If so, then I'll do some testing here. The same internal C++ implementation is common across all operating systems, platforms, programming languages, etc., and therefore I would expect the same good or bad behavior on all systems..


Answer

Hi Chilkat,

we've tested already with this implementation, 'cause we got it in the issue http://www.chilkatforum.com/questions/3586/ios-ckotarprogress-how-to-use-it-correctly-for-untar/3589

It's the same behavior in both versions, the official one and the preRelease candidate. We can mail you the TAR-file which we are testing, if you want to validate this issue.


Answer

I don't think my mailbox would accept such a large file. You could instead provide a URL for me to download (sending me the URL in private email).

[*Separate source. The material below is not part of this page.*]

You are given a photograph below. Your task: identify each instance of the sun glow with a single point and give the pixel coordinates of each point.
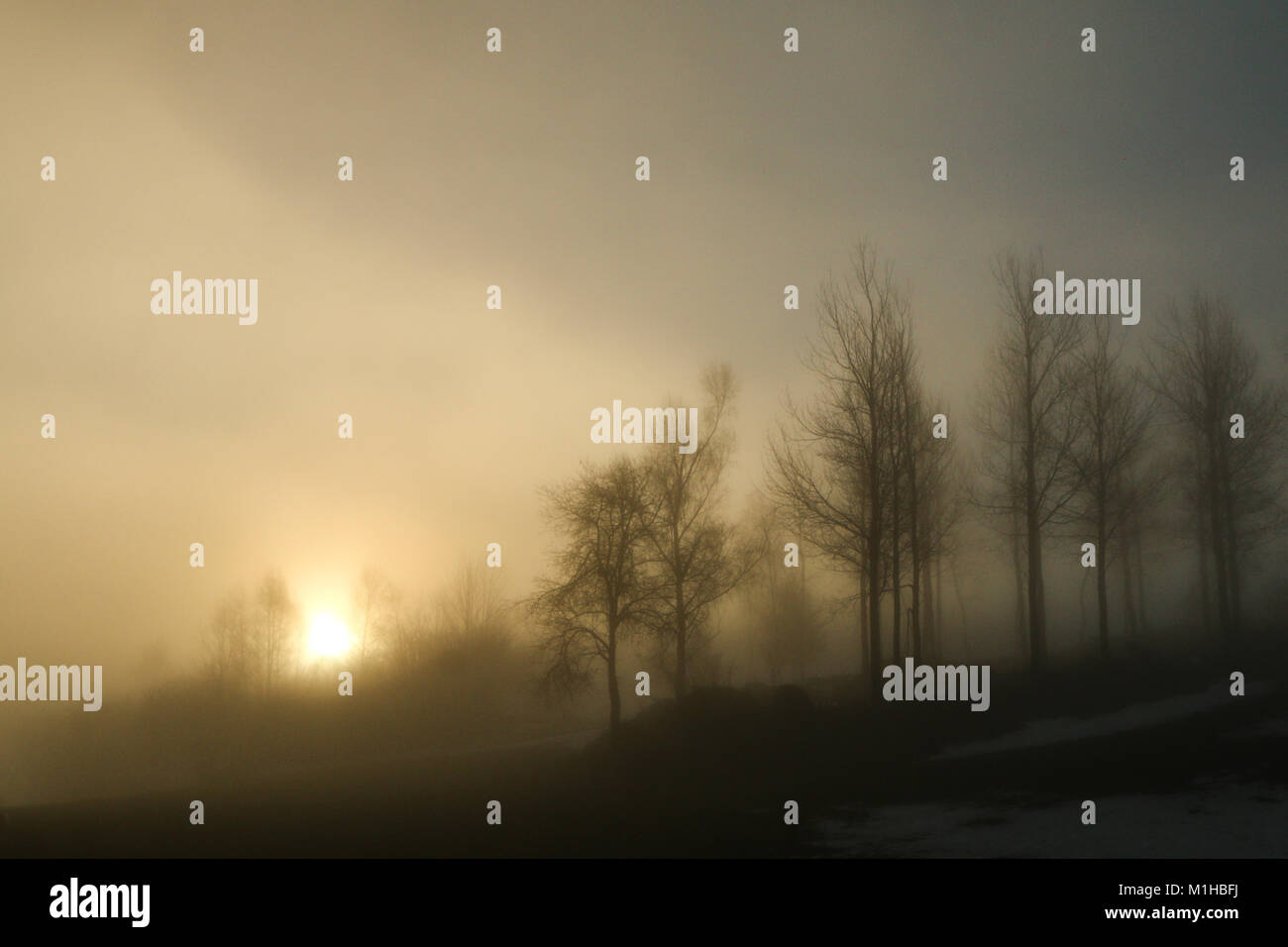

However, before doing that, check this one possibility: Maybe it's your event callback causing the problem? For example, the following situation can happen in .NET, and maybe something similar is happening in iOS? If you have a event handler that updates a text box like this:

textBox1.Text += untarredPath + "\r\n";

What happens is that as the content in the text box grows, performance gets slower and slower just in updating the text box..


Answer

Hi Chilkat,

this can't be our problem. As described in http://www.chilkatforum.com/questions/3586/ios-ckotarprogress-how-to-use-it-correctly-for-untar/3589 our event callback only logs the next-tar event to console:

- (void)NextTarFile: (NSString *)fileName
       fileSize: (NSNumber *)fileSize
   bIsDirectory: (BOOL)bIsDirectory
           skip: (BOOL *)skip
{
 NSLog(@"UNTARCHILKATPROGRESS NEXTTARFILE: %@ FILESIZE: %@ BISDIRECTORY: %c SKIP: %s", fileName, fileSize, bIsDirectory, skip);
}

I'll mail you two links for downloading TAR-Files, the small one and the "large" one. To untar the files in the small one it takes milliseconds per "extracted" file. To untar the files in the "large" one, it takes seconds per "extracted" file. All on iOS device, not in simulator. iOS device is an iPad3.

Greetings, disy.


Answer

Hi Chilkat,

I can't send you a message via the contact formula, the message field is always marked as "this field is required", even though I've typed my message. So here comes the message:

Here are the two links for the TAR files: Small: Link removed Large: Link removed

Untar the whole file at once on an iOS device (we tested iPad3): Untar the small file on iOS device (iPad3): Each file included in the TAR takes milliseconds to be "extracted" (you can see this by logging the event callback). Untar the large file on iOS device (iPad3): Each file included in the TAR takes one to several seconds to be "extracted" (you can see this by logging the event callback). With our old open source library, the performance to "extract" files is the same with small files and big files up to 3-4GB. Greetings, disy.